Why Oklahoma’s Aaliyah Chavez, Raegan Beers struggled vs. Gamecocks in NCAA rematch
In January, Oklahoma’s Aaliyah Chavez and Raegan Beers torched South Carolina for a combined 44 points on 17 of 34 shooting in a big upset win vs. the Gamecocks.
One only needed a halftime box score from Saturday’s Sweet 16 game to understand how differently South Carolina-Oklahoma Round 2 was going.
Chavez, the highest-scoring power conference freshman in the country, had seven points on 3 of 12 shooting in 17 minutes. Beers, the Oregon State transfer who dominated the paint three months ago, had six points in 14 minutes.
And South Carolina — torched by the Sooners offense when they played them the first time around in Norman — had limited OU to 28 points … and led by 19.
Chavez and Beers wound up getting theirs, and their final stats weren’t awful. But the two stars weren’t nearly as effective in their second meeting with South Carolina as they were their first, and a renewed defensive effort by USC fueled a 94-68 blowout win in the Sweet 16 at Golden 1 Center in Sacramento.
“I thought we just really scrapped,” said South Carolina coach Dawn Staley, whose team advanced to an Elite Eight game vs. TCU Monday (9 p.m. ET, ESPN).
Shutting down Chavez, Beers in first half
None of the stats from South Carolina’s 94-82 loss at OU on Jan. 22 were pretty. Chavez had 15 points in overtime alone. Beers had six offensive rebounds and fueled a plus-15 rebounding margin against a Gamecocks team used to being on the other side of that stat. Oklahoma’s 94 points were the most against South Carolina this year … by 16 points.
Oklahoma was quicker, faster and better that night and handed USC its only regular-season SEC loss. So, naturally, when the Sooners were paired with No. 1 South Carolina in its region as a No. 5 seed, the intrigue began.
But in their first legitimate test of the 2026 NCAA Tournament — playing an elimination game away from home, playing against a team to which they’d previously lost — the Gamecocks wore down Chavez and Beers early and took advantage.

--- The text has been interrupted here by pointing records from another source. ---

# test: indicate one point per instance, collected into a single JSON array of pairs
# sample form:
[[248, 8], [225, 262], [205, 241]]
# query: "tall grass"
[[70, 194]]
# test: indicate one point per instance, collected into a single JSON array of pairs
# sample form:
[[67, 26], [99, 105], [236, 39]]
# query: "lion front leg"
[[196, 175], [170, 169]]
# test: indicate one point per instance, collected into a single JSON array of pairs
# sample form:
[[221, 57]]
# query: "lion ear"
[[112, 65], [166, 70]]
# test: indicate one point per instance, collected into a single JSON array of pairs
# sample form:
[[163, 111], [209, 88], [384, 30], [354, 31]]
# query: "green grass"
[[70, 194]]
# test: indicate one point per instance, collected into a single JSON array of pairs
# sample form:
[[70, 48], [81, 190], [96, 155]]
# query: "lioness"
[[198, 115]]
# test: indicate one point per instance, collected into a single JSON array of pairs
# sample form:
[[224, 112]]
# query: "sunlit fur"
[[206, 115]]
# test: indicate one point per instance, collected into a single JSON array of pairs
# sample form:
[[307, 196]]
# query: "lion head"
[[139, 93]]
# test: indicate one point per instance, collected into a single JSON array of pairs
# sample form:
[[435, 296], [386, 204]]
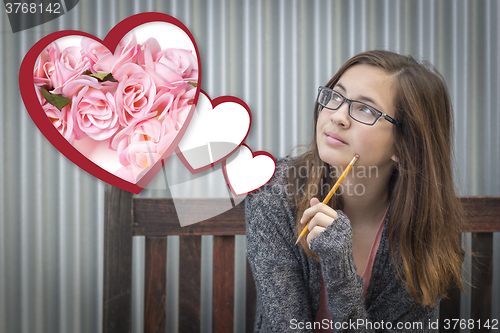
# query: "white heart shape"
[[246, 171], [216, 131]]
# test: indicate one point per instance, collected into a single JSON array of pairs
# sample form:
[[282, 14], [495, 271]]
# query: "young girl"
[[382, 253]]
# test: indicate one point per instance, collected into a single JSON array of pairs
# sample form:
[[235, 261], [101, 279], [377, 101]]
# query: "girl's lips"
[[335, 140]]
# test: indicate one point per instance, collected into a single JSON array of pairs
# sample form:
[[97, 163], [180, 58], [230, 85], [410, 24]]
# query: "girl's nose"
[[341, 116]]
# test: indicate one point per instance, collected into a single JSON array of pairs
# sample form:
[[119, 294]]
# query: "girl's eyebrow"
[[361, 98]]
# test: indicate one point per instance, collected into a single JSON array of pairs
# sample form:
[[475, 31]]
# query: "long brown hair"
[[426, 218]]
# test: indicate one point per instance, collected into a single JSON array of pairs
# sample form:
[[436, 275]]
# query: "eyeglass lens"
[[359, 111]]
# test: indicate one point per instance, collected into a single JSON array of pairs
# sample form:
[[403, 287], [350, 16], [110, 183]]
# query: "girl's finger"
[[320, 207], [313, 233]]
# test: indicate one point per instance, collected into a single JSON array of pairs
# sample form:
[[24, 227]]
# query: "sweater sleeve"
[[391, 311], [282, 296]]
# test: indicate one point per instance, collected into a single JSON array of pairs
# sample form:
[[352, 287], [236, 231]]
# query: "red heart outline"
[[30, 99], [215, 102], [254, 154]]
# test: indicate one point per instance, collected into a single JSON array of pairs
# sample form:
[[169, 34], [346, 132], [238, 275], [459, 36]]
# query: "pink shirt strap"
[[323, 312]]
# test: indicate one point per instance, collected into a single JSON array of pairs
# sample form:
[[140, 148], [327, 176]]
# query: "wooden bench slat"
[[158, 217], [223, 284], [482, 213], [117, 284], [155, 289], [126, 216], [251, 300], [482, 278], [189, 283]]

Staley subbed early and often, bringing in bench players like posts Maryam Dauda and Alicia Tournebize and wing Agot Makeer to spend possessions guarding Chavez and Beers — and keep USC’s starters fresh to do the same.
Oklahoma didn’t lead at any point in the game and trailed by double digits the entire second, third and fourth quarters. Coach Jennie Baranczyk’s high-octane offense was held under 70 points for only the third time this season.
Final stats don’t tell the story
Chavez finished with 21 points on 21 shots and scored 14 of her 21 points in the second half with OU generally trailing by 17 to 24 points. Beers finished with a respectable 14 points and eight rebounds on 5-of-9 shooting but was far less of a factor in the paint. Chavez had a minus-24 in 37 minutes. Beers (minus-23 in 31 minutes) wasn’t much better.
Makeer said the guards’ goal was to make every attempt a hard one for Chavez, who scored 26 points and shot 5 for 10 on 3-pointers against USC in January.
“She’s a really good player, so she’s gonna get her shots up regardless,” Makeer said of Chavez. “As long as she’s not doing it at a high clip and a really good, efficient rate, I thought we’d be fine. We’d rather her take contested shots than give the ball to Beers when she has a steal.”
Dauda, one of the post players who came off the bench to spell starting center Madina Okot in defending Beers, said her group’s goals were “limiting (Beers) to one shot, boxing out and pushing her out of the paint. … Keeping fresh legs, that was very helpful, too.”
South Carolina’s depth — something that Staley admitted at the SEC Tournament earlier this month the team was still trying to build — helped starters like Okot, Ta’Niya Latson and Raven Johnson (the SEC’s defensive player of the year) maximize their own minutes on both offense and defense.
Considering USC dropped 94 points and shot 10 of 14 on 3-pointers, the rotation paid off. And it has the Gamecocks in their sixth straight Elite Eight after a no-sweat win against a team that, considering its past success vs. USC, could have made for a tricky rematch.
A dialed-in South Carolina team made sure that didn’t happen.
“We just beat them to the ball,” Staley said. “And at this point, the intangible piece, the game within the game, is going to be the very thing that can separate you from winning by 10 or winning by 20.”